I worked very hard at that job. I did everything possible to make it work. I was nice, even when I wasn't being treated nicely. I came in on days I wasn't supposed to work. I thought I was doing my absolute best, but my best was not good enough.  I had problems because of my bipolar disorder. I was told after they fired me that I had a "negative" attitude. Did I? Maybe. Does this mean I should not work? Maybe. I certainly qualify for the disability payments I receive, but it was an emotional blow to realize that there really is a reason I am on disability.

Before having so much trouble at this job, I kind of believed that if I just tried hard enough, I could go back to work. After trying as hard as I possibly could to do a job that I thought I should have been great at, I know now that I cannot work for anyone who increases my stress level. The office environment is simply not a place where I can work.

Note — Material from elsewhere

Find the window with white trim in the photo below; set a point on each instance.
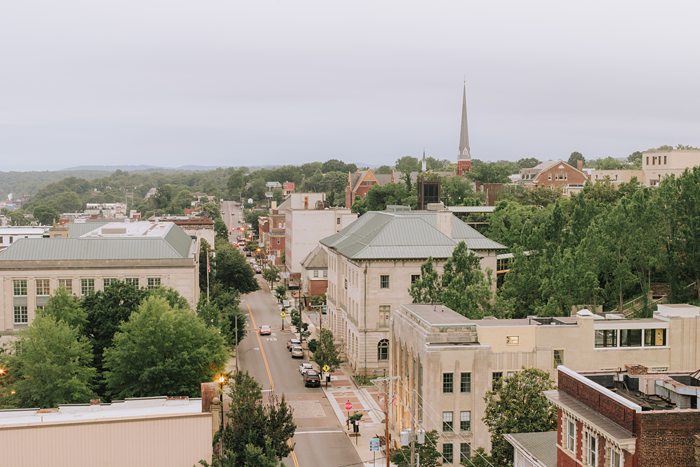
(615, 457)
(571, 435)
(591, 457)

It has taken me a year and I am still bitter and hurt. But I can get through the day now knowing I am working on something I enjoy so much more, setting my own hours and deciding when I am able to work. Even though I have not made a cent yet from my writing, I am happy doing it. And I am lucky that the government agrees that I cannot go out into the work force, which allows me the opportunity to do just that.

I really hope that someday the disability laws are enforced the way that they are meant to be enforced and that employers will see mental illness as just another disability. Accommodations should be made for mental illness just as they would be for people in wheelchairs. It's a shame that we still feel as if we can't tell potential employers up front about our illnesses. But it is the sad fact of life. The bald truth is that no matter how badly I was treated, I should have been able to deal with it and figure out how to handle it and I couldn't. Would it have made a difference if I had told them up front that I am bipolar? We'll never know, but I suspect I would never have even been hired.